A few days ago, Senate Democrats were publicly talking about their reluctance to push for more gun control following the shooting in Buffalo, New York, but hours after news broke about the murders of 19 children and two adults at Robb Elementary School in Uvalde, Texas, Senate Majority Leader Chuck Schumer began the process of bringing two House-approved gun control bills to the floor of the Senate for a vote.
As POLITICO reports, however, it’s unclear how quickly those votes might happen.
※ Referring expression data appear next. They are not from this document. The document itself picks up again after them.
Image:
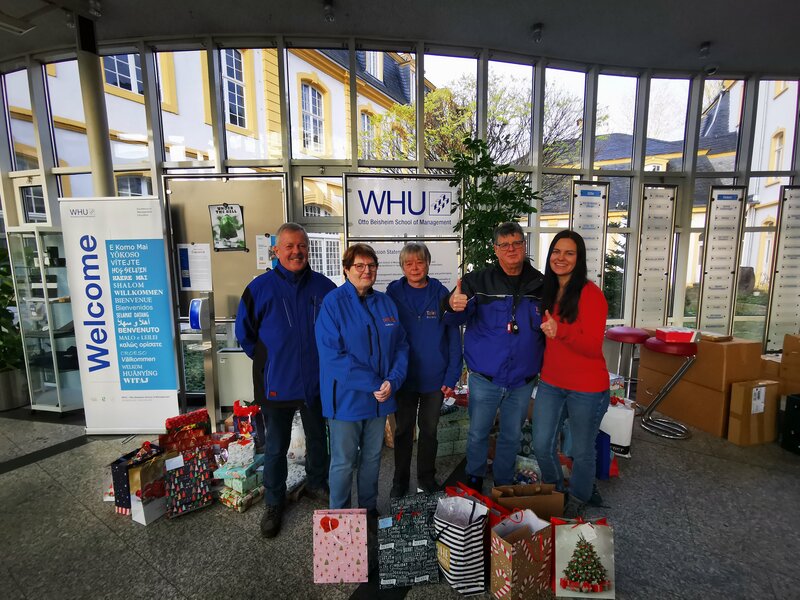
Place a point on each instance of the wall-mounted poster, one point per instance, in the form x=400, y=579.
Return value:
x=590, y=199
x=720, y=258
x=655, y=253
x=784, y=311
x=391, y=206
x=122, y=309
x=444, y=262
x=227, y=226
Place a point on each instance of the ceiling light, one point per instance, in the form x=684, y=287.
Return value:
x=13, y=25
x=327, y=11
x=536, y=32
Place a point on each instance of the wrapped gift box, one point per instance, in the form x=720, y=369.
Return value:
x=238, y=501
x=243, y=486
x=239, y=472
x=241, y=452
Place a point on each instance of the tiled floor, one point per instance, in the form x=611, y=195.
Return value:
x=700, y=518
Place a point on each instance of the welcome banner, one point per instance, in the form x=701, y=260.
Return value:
x=122, y=310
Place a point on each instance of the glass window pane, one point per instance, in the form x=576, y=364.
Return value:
x=185, y=114
x=556, y=191
x=33, y=205
x=66, y=108
x=508, y=130
x=23, y=139
x=752, y=293
x=322, y=196
x=450, y=103
x=666, y=124
x=773, y=145
x=77, y=186
x=319, y=103
x=616, y=111
x=563, y=118
x=386, y=107
x=614, y=273
x=125, y=110
x=719, y=125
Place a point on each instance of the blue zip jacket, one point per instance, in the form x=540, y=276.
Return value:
x=434, y=354
x=494, y=303
x=275, y=327
x=361, y=345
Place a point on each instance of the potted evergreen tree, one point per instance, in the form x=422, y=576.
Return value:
x=12, y=359
x=491, y=194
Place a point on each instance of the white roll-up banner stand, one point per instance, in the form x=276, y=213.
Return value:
x=123, y=312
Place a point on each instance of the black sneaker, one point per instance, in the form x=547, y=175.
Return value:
x=398, y=490
x=429, y=486
x=322, y=494
x=573, y=508
x=476, y=483
x=271, y=520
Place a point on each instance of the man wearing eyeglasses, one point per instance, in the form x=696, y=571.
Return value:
x=275, y=327
x=503, y=348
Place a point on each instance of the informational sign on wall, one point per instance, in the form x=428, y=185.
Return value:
x=381, y=206
x=124, y=326
x=655, y=251
x=444, y=262
x=721, y=258
x=784, y=310
x=590, y=200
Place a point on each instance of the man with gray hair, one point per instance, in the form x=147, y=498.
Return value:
x=503, y=348
x=275, y=327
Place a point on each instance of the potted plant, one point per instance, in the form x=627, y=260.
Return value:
x=12, y=359
x=491, y=194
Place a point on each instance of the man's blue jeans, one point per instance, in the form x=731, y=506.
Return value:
x=585, y=411
x=355, y=445
x=484, y=399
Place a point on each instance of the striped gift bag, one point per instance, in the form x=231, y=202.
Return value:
x=459, y=524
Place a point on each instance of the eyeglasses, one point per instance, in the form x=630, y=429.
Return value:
x=359, y=267
x=506, y=246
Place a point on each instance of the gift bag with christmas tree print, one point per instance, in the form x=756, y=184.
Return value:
x=340, y=546
x=584, y=558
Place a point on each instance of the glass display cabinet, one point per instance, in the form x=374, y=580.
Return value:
x=45, y=314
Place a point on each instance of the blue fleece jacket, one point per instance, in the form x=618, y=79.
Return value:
x=361, y=344
x=434, y=356
x=275, y=327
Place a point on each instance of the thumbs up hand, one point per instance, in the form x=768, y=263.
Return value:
x=458, y=300
x=549, y=325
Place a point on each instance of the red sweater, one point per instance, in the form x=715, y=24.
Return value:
x=574, y=360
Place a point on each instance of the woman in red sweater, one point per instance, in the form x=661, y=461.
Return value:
x=574, y=378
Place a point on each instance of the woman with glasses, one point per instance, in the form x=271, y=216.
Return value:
x=574, y=378
x=363, y=357
x=433, y=369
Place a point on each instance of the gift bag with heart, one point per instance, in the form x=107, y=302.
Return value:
x=340, y=546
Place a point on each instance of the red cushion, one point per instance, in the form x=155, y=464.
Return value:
x=674, y=348
x=627, y=335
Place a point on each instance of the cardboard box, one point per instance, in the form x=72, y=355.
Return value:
x=753, y=412
x=541, y=498
x=691, y=404
x=718, y=364
x=771, y=367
Senate Majority Leader Chuck Schumer (D-N.Y.) began the Rule 14 process for two gun control bills, allowing the Senate to bypass committee consideration and put a bill directly on the Senate calendar. The two House-passed bills would address the so-called “gun show loophole” and “Charleston loophole” in existing background check policies for firearms purchases. One would require background checks for sales between private individuals and the other would give the FBI 20 days, rather than three, to conduct and communicate background check info to gun dealers.
But as languishing legislation knows best: Placing a bill on the calendar doesn’t guarantee that the Senate will ever take it up, it just makes it available for floor consideration. (Schumer also began the process to add a restaurant aid bill and an insulin affordability bill to the calendar.)
Anti-gun senator Chris Murphy of Connecticut says he’s lobbying Republicans to support the measures, and several Republicans have indicated they’re at least open to a discussion about imposing new restrictions on legal gun owners.
I’ve been on the phone with my Republican and Democratic colleagues, all day yesterday, all morning this morning, trying to find that path forward,” Murphy said Wednesday morning. He pointed to the potential to deal on a small expansion of national background checks or possibly raising the age of purchase on assault weapons.
Sen. Thom Tillis (R-N.C.) said he wants to reopen talks about gun safety legislation. Conservative Sen. Mike Braun (R-Ind.) and moderate Sen. Susan Collins (R-Maine) are willing to talk about red flag laws on the federal level, modeled after their home states’ laws.
But with the Senate leaving Thursday for the Memorial Day recess, any talks Murphy can get started will likely be put on pause until Congress returns.
It’s possible that Schumer will try to schedule a vote on the universal background check bill and the legislation expanding NICS delays to 20 days before the Senate adjourns tomorrow, but that would be a lightning-fast response for the chamber. Still, gun control activists (elected and not) believe that their best opportunity to put new gun laws on the books comes in the immediate aftermath of a high-profile shooting, so there’ll be a lot of pressure put on Schumer to hold the votes as soon as possible.
Any bill considered in the Senate will have to get the approval of 60 senators, however, because Sen. Joe Manchin says he’s not nuking the filibuster for gun control.
Senator Joe Manchin of West Virginia, a centrist holdout, said he would not support ending the filibuster to pass gun safety legislation. “You would think there would be enough common sense” to pass legislation without it, he said. Mr. Manchin, a Democrat, added, “The filibuster is the only thing that prevents us from total insanity.”
Treat Manchin’s statement with as much skepticism as you like, but he’s been consistent with his views on the filibuster for the past two years, and my guess is he’ll be trying very hard to get ten Republicans to sign on to a version of Manchin-Toomey background check legislation even if he’s a “no” on removing the filibuster from the Senate’s rules.
Beyond the Senate floor, the Senate Judiciary Committee is holding a hearing on the nomination of Steve Dettelbach as permanent director of the ATF today, and that might be another area where Manchin, who opposed Biden’s original nomination of gun control activist David Chipman to the position, could toss his Democratic colleagues a bone.. at least if Dettelbach’s nomination eventually gets a vote by the full Senate. We’ll have more on that possibility in a story later today.